Furthermore, everyone’s brain is programmed to revert back to the fight flight freeze response when faced with a threat. This makes evolutionary sense. If a snake is about to eat you, you don’t have time to wonder what species of snake it is or wonder what the snake feels like and if it wants to play with you. Those things are not going to keep you safe.
The brain responds to threat by “flipping its lid” and taking the front and middle areas offline so it can prioritise the survival strategies. This is a really good trick for threats like snakes and bears. It’s not so useful for threats like mum telling you to do your chores.
You can help teenagers to regulate by helping them to engage their middle brains first.
This might be co-regulation, staying with a teen and staying calm yourself so you can be that anchor in the storm.
It might be using music or art to engage the mid brain and sooth them and to give them a creative language for their emotional experiences.
Independance
The terrible twos and teenage years are both known as tricky stages for parents. They are also phases of big change and growing independence.
At both ages, the child feels that they are maturing and can have more responsibility because they are big now. They will push boundaries to assert their independence.
It’s important for parents to set clear boundaries for both of these ages. Yes there will be some changes in what is allowed. The toddler will start to explore the world and walk around but will know how far away they can go before they are called back. The teenager will be allowed to spend time with friends but will know what time they are expected back home. Where the parent wants the boundaries to be and where the child wants them to be may not be the same and this can cause conflict. Sometimes a compromise may be needed. Sometimes clarity might be needed.

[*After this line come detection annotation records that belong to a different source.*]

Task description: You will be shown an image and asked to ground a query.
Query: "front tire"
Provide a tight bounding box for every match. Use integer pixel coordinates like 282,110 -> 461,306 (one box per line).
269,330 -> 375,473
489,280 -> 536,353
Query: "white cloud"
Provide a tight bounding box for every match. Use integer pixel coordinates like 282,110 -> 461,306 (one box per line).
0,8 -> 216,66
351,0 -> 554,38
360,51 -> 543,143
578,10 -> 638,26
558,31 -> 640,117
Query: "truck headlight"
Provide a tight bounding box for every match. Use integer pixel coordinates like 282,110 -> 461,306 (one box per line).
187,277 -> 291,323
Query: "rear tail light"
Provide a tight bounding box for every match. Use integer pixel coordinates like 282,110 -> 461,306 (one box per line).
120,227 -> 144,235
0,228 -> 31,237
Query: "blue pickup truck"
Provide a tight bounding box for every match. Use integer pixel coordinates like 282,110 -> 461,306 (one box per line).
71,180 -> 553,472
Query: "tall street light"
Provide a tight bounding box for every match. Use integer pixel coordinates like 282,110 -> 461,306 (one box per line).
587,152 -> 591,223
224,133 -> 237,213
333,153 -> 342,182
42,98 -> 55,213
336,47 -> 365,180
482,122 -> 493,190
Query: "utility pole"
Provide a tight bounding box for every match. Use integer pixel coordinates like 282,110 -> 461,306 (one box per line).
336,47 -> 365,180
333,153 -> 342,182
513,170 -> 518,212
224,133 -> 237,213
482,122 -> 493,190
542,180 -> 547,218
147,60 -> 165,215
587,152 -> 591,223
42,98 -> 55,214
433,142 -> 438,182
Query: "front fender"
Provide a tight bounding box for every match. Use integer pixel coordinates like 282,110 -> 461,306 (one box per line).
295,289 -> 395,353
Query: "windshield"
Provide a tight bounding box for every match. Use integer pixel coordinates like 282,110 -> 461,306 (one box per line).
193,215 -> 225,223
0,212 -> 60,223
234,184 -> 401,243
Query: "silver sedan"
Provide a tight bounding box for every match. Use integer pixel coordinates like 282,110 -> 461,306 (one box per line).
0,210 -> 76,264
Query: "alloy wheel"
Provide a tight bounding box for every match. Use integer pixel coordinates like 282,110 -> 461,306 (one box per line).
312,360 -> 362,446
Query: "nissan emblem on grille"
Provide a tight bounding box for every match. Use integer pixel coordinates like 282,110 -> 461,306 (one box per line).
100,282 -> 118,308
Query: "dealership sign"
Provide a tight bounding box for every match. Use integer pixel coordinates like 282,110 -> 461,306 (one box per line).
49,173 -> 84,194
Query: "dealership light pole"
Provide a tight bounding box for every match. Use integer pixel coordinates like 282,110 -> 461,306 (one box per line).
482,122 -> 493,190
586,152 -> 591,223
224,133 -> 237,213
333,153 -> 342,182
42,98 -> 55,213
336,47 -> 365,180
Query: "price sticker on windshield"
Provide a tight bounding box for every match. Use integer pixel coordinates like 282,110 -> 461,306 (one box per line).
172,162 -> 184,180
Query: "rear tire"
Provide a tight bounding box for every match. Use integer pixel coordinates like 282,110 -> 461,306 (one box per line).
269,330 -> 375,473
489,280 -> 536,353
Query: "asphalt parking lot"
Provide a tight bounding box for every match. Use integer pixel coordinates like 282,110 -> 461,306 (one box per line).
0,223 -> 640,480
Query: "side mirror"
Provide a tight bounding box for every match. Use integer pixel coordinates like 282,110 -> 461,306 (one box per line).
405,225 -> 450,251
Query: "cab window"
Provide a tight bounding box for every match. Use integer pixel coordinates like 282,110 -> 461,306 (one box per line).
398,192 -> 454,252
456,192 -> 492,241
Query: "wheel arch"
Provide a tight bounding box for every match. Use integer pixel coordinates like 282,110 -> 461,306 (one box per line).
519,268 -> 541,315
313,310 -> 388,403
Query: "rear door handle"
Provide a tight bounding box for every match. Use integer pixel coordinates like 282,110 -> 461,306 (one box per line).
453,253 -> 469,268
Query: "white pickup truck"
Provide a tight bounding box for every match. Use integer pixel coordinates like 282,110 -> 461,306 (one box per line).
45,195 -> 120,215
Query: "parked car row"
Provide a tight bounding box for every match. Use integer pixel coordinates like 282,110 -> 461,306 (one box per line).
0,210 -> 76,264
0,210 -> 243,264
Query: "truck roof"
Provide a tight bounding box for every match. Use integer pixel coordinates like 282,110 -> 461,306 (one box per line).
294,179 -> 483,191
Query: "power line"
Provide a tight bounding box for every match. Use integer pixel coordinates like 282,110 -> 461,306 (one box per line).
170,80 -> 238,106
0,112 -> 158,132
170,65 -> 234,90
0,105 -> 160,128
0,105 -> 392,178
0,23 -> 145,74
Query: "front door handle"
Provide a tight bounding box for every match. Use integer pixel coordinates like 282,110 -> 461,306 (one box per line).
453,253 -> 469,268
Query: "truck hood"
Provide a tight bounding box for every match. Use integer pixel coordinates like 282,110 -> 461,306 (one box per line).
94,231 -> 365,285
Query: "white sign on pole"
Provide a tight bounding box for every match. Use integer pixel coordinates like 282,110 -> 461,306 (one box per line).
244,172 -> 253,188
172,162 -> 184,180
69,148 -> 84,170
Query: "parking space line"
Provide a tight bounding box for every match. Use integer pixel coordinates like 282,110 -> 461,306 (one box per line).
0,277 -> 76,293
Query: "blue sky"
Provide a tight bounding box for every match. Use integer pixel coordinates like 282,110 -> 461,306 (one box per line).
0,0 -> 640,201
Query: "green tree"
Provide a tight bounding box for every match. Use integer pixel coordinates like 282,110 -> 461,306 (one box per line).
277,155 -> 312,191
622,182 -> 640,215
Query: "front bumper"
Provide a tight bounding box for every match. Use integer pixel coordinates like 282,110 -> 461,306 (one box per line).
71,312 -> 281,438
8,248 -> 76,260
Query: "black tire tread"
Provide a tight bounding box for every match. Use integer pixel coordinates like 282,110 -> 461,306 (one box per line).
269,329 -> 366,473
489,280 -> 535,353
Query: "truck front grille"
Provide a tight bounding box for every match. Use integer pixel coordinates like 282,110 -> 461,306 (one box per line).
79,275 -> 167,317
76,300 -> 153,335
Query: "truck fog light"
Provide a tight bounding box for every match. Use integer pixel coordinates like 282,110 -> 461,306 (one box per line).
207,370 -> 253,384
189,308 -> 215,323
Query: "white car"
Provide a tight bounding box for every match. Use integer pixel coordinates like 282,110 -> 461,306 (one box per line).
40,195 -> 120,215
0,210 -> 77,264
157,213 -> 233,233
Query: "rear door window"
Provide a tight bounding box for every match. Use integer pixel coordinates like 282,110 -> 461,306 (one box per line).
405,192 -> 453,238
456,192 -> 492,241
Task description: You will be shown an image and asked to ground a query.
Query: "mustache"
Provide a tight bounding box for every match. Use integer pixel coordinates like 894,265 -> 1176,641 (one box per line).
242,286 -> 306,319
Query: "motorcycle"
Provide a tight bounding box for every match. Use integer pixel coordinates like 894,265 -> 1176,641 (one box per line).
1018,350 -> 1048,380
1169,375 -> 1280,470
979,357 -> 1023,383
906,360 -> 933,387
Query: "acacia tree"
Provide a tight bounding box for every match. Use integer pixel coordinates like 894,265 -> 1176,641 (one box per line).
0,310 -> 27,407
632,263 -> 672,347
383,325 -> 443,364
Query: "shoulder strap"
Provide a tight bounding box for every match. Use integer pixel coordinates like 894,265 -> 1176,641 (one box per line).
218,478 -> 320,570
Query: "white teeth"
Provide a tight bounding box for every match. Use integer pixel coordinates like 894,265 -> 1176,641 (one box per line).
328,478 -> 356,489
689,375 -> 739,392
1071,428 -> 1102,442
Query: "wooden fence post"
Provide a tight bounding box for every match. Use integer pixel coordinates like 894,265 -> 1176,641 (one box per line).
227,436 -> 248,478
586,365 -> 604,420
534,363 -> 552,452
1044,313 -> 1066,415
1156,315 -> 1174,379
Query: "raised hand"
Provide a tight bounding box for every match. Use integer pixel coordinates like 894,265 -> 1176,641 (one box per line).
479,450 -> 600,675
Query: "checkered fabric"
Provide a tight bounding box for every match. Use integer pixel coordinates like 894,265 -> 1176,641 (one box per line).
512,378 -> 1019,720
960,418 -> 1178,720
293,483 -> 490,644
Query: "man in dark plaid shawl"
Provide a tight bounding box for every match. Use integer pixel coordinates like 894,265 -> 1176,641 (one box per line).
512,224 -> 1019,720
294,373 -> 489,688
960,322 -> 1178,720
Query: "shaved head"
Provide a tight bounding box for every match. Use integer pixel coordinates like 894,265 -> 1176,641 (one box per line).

“I know that you want … I understand it is important to you because … I care about you a lot and as your mum, I also know that it is my job to keep you safe and I don’t think that is appropriate right now. We can revisit this when you have finished your exams this summer.”
Using a five-step structure like the above is good.
- Acknowledge what they want
- Understand what that means to them
- Highlight the relationships between you
- State your concern (don't over emphasise the detail, it's not a debate)
- Be clear on if or when this can be revisited
Risk Taking
Because the rational part of the brain is the slowest to mature. And because the hormones are fluctuating and affecting mood and motivation, the teenage years for risk taking and impulsivity.
This can be good; taking risks allows us to try new things, to become more independent, to speak up for what we believe in.
Where the impulsivity or risk taking are negatively impacting on other members of the family, the child may need to be redirected towards more appropriate risk taking. Can they take up a new hobby, learn a new skill, achieve a new challenge.
Is violence normal for teenagers?
Being impulsive and taking risks is normal for teenagers.
Being rebellious and pushing boundaries is normal for teenagers.
Having fluctuating emotions is normal for teenagers.
Violent behaviour is not a normal part of being a teenager but could be a sign that your teen is struggling with the changes they are going though.
If the violent behaviour is linked to difficulties with puberty, we recommend:
- Consistent parenting – be the anchor through their storm.
- Be loving – show them that you still like them “Even though you broke the phone, I still love you”
- Be empathetic and show understanding “I understand that you want to feel in control, aggression is not the way”.
- Provide age-appropriate opportunities for expression and risk taking; sports such as boxing or martial arts can provide the outlet and the mentoring of how to control those impulses.
- Support with regulating through connection, creativity, providing a safe environment.